O ex-governador Silval Barbosa (PMDB) também teria gravado os conselheiros do Tribunal de Contas do Estado (TCE-MT) e entregado as gravações ao Supremo Tribunal Federal (STF). Os materiais midiáticos foram anexados à sua delação no último dia 6 de setembro e seria o principal argumento que culminou no afastamento dos cinco conselheiros durante a 12º fase da Operação “Ararath”, denominada “Malebolge”.

As gravações de áudio e vídeo foram realizadas com um aparelho audiovisual e uma caneta “espiã” pelo ex-chefe do Palácio Paiaguás. As provas anexadas já se encontrariam no inquérito que trata das denúncias contra os conselheiros.

José Carlos Novelli, Antônio Joaquim, Valter Albano, Sérgio Ricardo e Waldir Teis foram afastados na última quinta-feira (14) por decisão do ministro Fux, que também atendeu ao pedido de mandados de busca e apreensão nos respectivos gabinetes e residências.

Os conselheiros do TCE foram acusados pelo ex-governador de terem recebido R$ 53 milhões em troca da autorização da Corte de Contas para o governo dar continuidade nas obras da Copa do Mundo e da aprovação das contas do último ano de governo de Silval.

Com o afastamento dos conselheiros citados na delação de Silval Barbosa, a Corte de Contas de Mato Grosso será comandada pelo conselheiro Gonçalo Domingo de Campos Neto.

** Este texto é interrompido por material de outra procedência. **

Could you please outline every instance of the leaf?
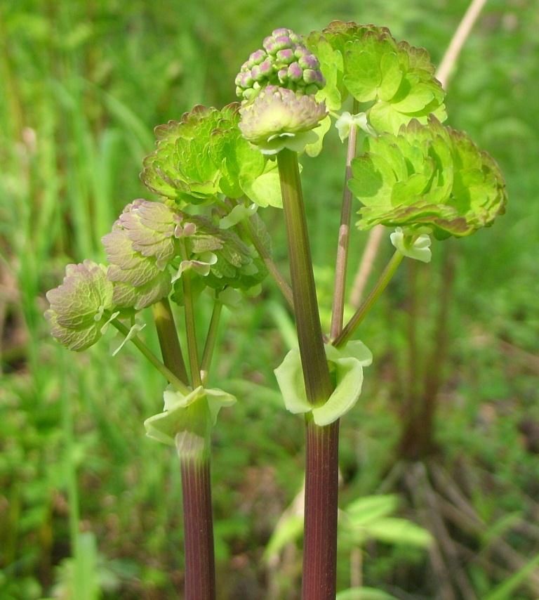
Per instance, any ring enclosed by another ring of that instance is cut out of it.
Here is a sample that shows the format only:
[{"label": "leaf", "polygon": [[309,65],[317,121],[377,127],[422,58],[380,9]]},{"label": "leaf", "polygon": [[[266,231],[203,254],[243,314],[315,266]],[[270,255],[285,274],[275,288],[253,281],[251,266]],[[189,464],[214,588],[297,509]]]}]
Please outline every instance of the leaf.
[{"label": "leaf", "polygon": [[351,502],[345,509],[354,526],[368,525],[380,517],[387,516],[399,507],[399,497],[394,494],[364,496]]},{"label": "leaf", "polygon": [[352,169],[348,185],[364,204],[361,229],[382,223],[409,233],[427,226],[441,240],[469,235],[505,212],[498,165],[465,133],[432,115],[427,125],[413,119],[398,135],[368,138]]},{"label": "leaf", "polygon": [[357,402],[363,384],[363,367],[372,363],[371,351],[359,340],[337,348],[326,344],[326,355],[333,370],[335,386],[319,406],[307,399],[301,357],[297,348],[291,350],[274,370],[286,409],[294,414],[312,412],[317,425],[328,425],[347,412]]},{"label": "leaf", "polygon": [[402,544],[426,548],[432,542],[432,537],[415,523],[397,517],[384,517],[368,523],[364,535],[388,544]]},{"label": "leaf", "polygon": [[446,118],[445,93],[424,48],[397,44],[384,27],[342,21],[313,32],[307,43],[327,81],[317,98],[331,110],[340,110],[350,93],[373,103],[369,119],[378,133],[395,134],[413,118],[426,122],[431,113]]},{"label": "leaf", "polygon": [[374,587],[350,587],[339,592],[335,600],[397,600],[394,596]]},{"label": "leaf", "polygon": [[258,206],[283,207],[281,181],[277,169],[262,173],[254,179],[243,177],[240,182],[245,195]]}]

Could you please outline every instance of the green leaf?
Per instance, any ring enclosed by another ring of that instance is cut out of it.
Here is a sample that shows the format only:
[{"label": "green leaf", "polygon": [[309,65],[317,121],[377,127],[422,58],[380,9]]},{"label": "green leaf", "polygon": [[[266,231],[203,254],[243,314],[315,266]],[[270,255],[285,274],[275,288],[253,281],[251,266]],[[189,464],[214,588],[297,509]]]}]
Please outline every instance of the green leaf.
[{"label": "green leaf", "polygon": [[364,204],[361,229],[382,223],[409,233],[427,226],[438,239],[461,237],[505,211],[505,182],[495,162],[432,115],[428,125],[413,119],[397,136],[368,138],[352,169],[349,187]]},{"label": "green leaf", "polygon": [[394,596],[374,587],[350,587],[339,592],[335,600],[397,600]]},{"label": "green leaf", "polygon": [[236,398],[220,389],[201,386],[185,395],[169,386],[164,392],[164,410],[144,422],[146,435],[168,445],[176,445],[176,436],[185,432],[204,438],[215,425],[222,407],[232,406]]},{"label": "green leaf", "polygon": [[114,308],[112,284],[106,267],[92,261],[67,265],[61,285],[47,292],[45,317],[51,332],[69,350],[85,350],[102,335]]},{"label": "green leaf", "polygon": [[377,131],[395,134],[413,118],[422,123],[431,113],[446,118],[445,93],[428,53],[397,44],[389,30],[335,21],[311,34],[307,43],[327,82],[317,98],[331,110],[340,110],[350,93],[359,102],[373,103],[369,120]]},{"label": "green leaf", "polygon": [[359,340],[338,349],[326,344],[325,349],[335,386],[320,406],[313,406],[307,399],[299,350],[291,350],[274,371],[287,410],[312,412],[314,422],[321,426],[333,423],[352,408],[361,391],[363,367],[372,363],[371,351]]},{"label": "green leaf", "polygon": [[345,509],[354,526],[368,525],[380,517],[388,516],[399,507],[399,497],[394,494],[364,496],[351,502]]},{"label": "green leaf", "polygon": [[271,561],[288,544],[295,542],[303,531],[303,516],[291,514],[281,519],[264,550],[264,560]]},{"label": "green leaf", "polygon": [[432,543],[432,536],[426,529],[397,517],[378,519],[362,528],[364,530],[363,535],[388,544],[426,548]]},{"label": "green leaf", "polygon": [[239,108],[196,106],[180,121],[157,127],[157,147],[140,176],[145,185],[180,206],[208,203],[218,193],[242,195],[241,177],[256,178],[265,159],[242,137]]},{"label": "green leaf", "polygon": [[[258,154],[262,156],[260,152]],[[277,169],[273,168],[254,178],[251,177],[251,174],[243,176],[240,178],[240,183],[247,197],[259,207],[283,207],[281,181]]]}]

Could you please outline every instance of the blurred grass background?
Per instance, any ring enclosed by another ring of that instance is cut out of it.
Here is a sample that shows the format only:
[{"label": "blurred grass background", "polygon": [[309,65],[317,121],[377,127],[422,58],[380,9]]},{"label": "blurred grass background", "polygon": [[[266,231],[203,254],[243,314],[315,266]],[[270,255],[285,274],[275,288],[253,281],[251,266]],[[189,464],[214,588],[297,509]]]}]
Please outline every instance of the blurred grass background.
[{"label": "blurred grass background", "polygon": [[[83,354],[64,351],[42,317],[44,293],[58,284],[65,263],[103,259],[100,238],[124,204],[149,197],[138,172],[153,148],[153,126],[197,103],[233,101],[239,65],[276,27],[307,33],[336,18],[384,25],[397,39],[427,48],[438,64],[467,6],[465,0],[0,4],[1,600],[178,597],[177,461],[144,437],[142,425],[161,408],[163,382],[131,348],[112,359],[114,341]],[[521,521],[537,527],[539,520],[538,30],[533,0],[488,0],[451,82],[448,122],[499,162],[510,204],[492,229],[455,244],[437,429],[448,468],[474,462],[475,509],[493,524],[513,515],[504,533],[530,559],[539,552],[537,535],[531,542],[511,527]],[[328,152],[304,161],[326,320],[344,160],[335,137]],[[286,271],[280,215],[268,210],[264,216]],[[354,237],[352,273],[365,237]],[[375,270],[389,252],[382,248]],[[435,257],[428,273],[420,271],[425,315],[444,285],[439,262]],[[375,493],[396,459],[407,277],[402,269],[361,334],[375,358],[362,402],[342,428],[342,502]],[[296,597],[299,554],[287,555],[280,575],[261,559],[301,488],[303,447],[300,422],[282,410],[272,372],[291,343],[293,322],[271,283],[267,287],[263,301],[226,315],[213,361],[212,382],[240,397],[223,412],[214,440],[222,599]],[[199,308],[202,327],[211,307]],[[157,351],[150,329],[145,333]],[[420,332],[420,342],[429,330]],[[478,598],[503,580],[479,560],[498,535],[472,544]],[[364,582],[408,594],[399,598],[438,597],[435,585],[429,591],[426,555],[413,554],[371,547]],[[399,575],[405,556],[413,563],[406,577]],[[340,589],[349,587],[348,571],[344,556]],[[88,595],[74,591],[77,581],[89,582]],[[519,589],[498,597],[536,597]]]}]

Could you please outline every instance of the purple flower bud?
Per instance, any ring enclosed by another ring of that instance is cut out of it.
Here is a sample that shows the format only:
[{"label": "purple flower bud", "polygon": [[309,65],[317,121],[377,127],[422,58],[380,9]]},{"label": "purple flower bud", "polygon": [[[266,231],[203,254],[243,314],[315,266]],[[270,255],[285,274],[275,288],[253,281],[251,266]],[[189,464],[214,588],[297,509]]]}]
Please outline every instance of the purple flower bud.
[{"label": "purple flower bud", "polygon": [[298,63],[293,63],[288,65],[287,72],[289,79],[293,81],[299,81],[303,77],[303,71]]},{"label": "purple flower bud", "polygon": [[279,37],[279,36],[290,35],[292,32],[292,30],[287,27],[278,27],[272,32],[272,35],[274,37]]},{"label": "purple flower bud", "polygon": [[251,70],[251,74],[255,81],[260,81],[264,79],[264,75],[260,72],[260,65],[255,65],[255,66]]},{"label": "purple flower bud", "polygon": [[274,47],[275,51],[284,50],[285,48],[291,48],[293,46],[292,40],[288,35],[281,35],[275,38]]},{"label": "purple flower bud", "polygon": [[243,88],[250,88],[253,81],[255,81],[253,74],[251,71],[248,71],[246,73],[243,73],[241,77],[241,83],[240,85]]},{"label": "purple flower bud", "polygon": [[281,84],[285,83],[288,78],[288,70],[279,69],[277,72],[277,77],[279,77],[279,81],[281,81]]},{"label": "purple flower bud", "polygon": [[284,50],[279,50],[277,53],[277,60],[289,64],[294,60],[294,52],[290,48],[286,48]]},{"label": "purple flower bud", "polygon": [[273,72],[273,65],[272,65],[272,61],[269,58],[266,58],[266,60],[261,63],[259,65],[260,73],[264,75],[265,77],[268,77]]},{"label": "purple flower bud", "polygon": [[270,56],[274,56],[275,53],[279,49],[272,37],[267,37],[264,40],[264,48]]},{"label": "purple flower bud", "polygon": [[302,69],[319,69],[320,63],[318,59],[312,54],[305,54],[298,61]]},{"label": "purple flower bud", "polygon": [[249,62],[252,63],[253,65],[260,65],[265,58],[266,53],[263,50],[257,50],[249,56]]}]

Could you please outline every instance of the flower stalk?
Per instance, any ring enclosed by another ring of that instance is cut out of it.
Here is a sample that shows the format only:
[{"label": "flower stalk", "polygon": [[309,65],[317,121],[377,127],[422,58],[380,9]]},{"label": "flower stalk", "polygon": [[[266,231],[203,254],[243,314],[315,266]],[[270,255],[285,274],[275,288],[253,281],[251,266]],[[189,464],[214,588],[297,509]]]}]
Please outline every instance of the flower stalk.
[{"label": "flower stalk", "polygon": [[[359,110],[359,103],[354,100],[352,112]],[[350,240],[350,219],[352,216],[352,190],[348,181],[352,177],[352,161],[356,155],[357,143],[357,125],[352,124],[348,136],[345,168],[345,185],[342,188],[342,204],[340,211],[337,259],[335,264],[335,292],[331,312],[331,338],[335,338],[342,330],[342,318],[345,313],[345,292],[346,287],[346,268],[348,263],[348,247]]]},{"label": "flower stalk", "polygon": [[[192,300],[187,295],[186,293],[186,306],[188,301]],[[154,315],[165,365],[178,377],[187,381],[185,365],[168,300],[154,305]],[[215,598],[210,469],[211,422],[207,403],[206,400],[204,402],[201,407],[196,403],[187,409],[192,413],[193,431],[183,432],[176,437],[182,474],[185,600]]]},{"label": "flower stalk", "polygon": [[333,346],[340,348],[344,346],[350,337],[352,337],[355,330],[366,316],[367,313],[372,308],[373,304],[374,304],[382,292],[387,287],[387,284],[391,281],[392,278],[395,274],[399,265],[404,258],[404,255],[399,250],[395,250],[371,293],[354,313],[342,331],[333,340]]},{"label": "flower stalk", "polygon": [[[333,391],[324,348],[303,197],[295,152],[277,155],[288,242],[291,279],[305,391],[313,405]],[[303,600],[335,594],[338,420],[323,427],[306,418]]]}]

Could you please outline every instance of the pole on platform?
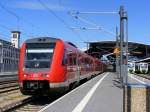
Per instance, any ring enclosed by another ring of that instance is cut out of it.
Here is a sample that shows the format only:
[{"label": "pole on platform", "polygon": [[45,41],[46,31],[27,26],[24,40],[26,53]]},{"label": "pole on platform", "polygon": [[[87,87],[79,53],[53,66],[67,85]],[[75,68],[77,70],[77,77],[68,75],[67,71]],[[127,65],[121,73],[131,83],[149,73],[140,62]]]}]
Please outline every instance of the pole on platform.
[{"label": "pole on platform", "polygon": [[[125,22],[127,23],[127,15],[126,12],[124,11],[124,7],[120,6],[120,81],[121,81],[121,86],[123,87],[125,83],[127,83],[127,37],[125,40],[125,29],[124,25]],[[126,25],[126,33],[127,33],[127,25]],[[127,34],[126,34],[127,36]]]},{"label": "pole on platform", "polygon": [[[116,48],[119,48],[119,35],[118,35],[118,27],[116,27]],[[116,73],[118,78],[119,77],[119,58],[118,58],[118,53],[116,53]]]}]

Já os conselheiros substitutos Luiz Henrique Lima, Luiz Carlos Pereira, Jaqueline Jacobsen, João Batista Camargo, Isaias Lopes e Moisés Maciel integrarão o pleno da Corte.

OUTRAS GRAVAÇÕES 

O ex-chefe de Gabinete do ex-governador Silval Barbosa (PMDB) Sílvio Corrêa gravou 11 deputados estaduais da legislatura anterior (2010-2014) recebendo propina, para garantir a governabilidade e manutenção do esquema de desvio de recursos públicos na execução do programa MT Integrado.

Além do prefeito de Cuiabá Emanuel Pinheiro (PMDB), da prefeita de Juara Luciane Bezerra (PSB), do deputado federal Ezequiel Fonseca (PP), do deputado estadual Zé Domingos Fraga (PSD) e dos ex-estaduais Jota Barreto (PR) e Alexandre César (PT), que tiveram as imagens recebendo dinheiro exibidas pelo Jornal Nacional ontem (24), outros cinco também teriam sido gravados. São eles Luiz Marinho (PTB), Airton Português (PSD), Gilmar Fabris (PSD), Antônio Azambuja (PP) e Baiano Filho (PSDB).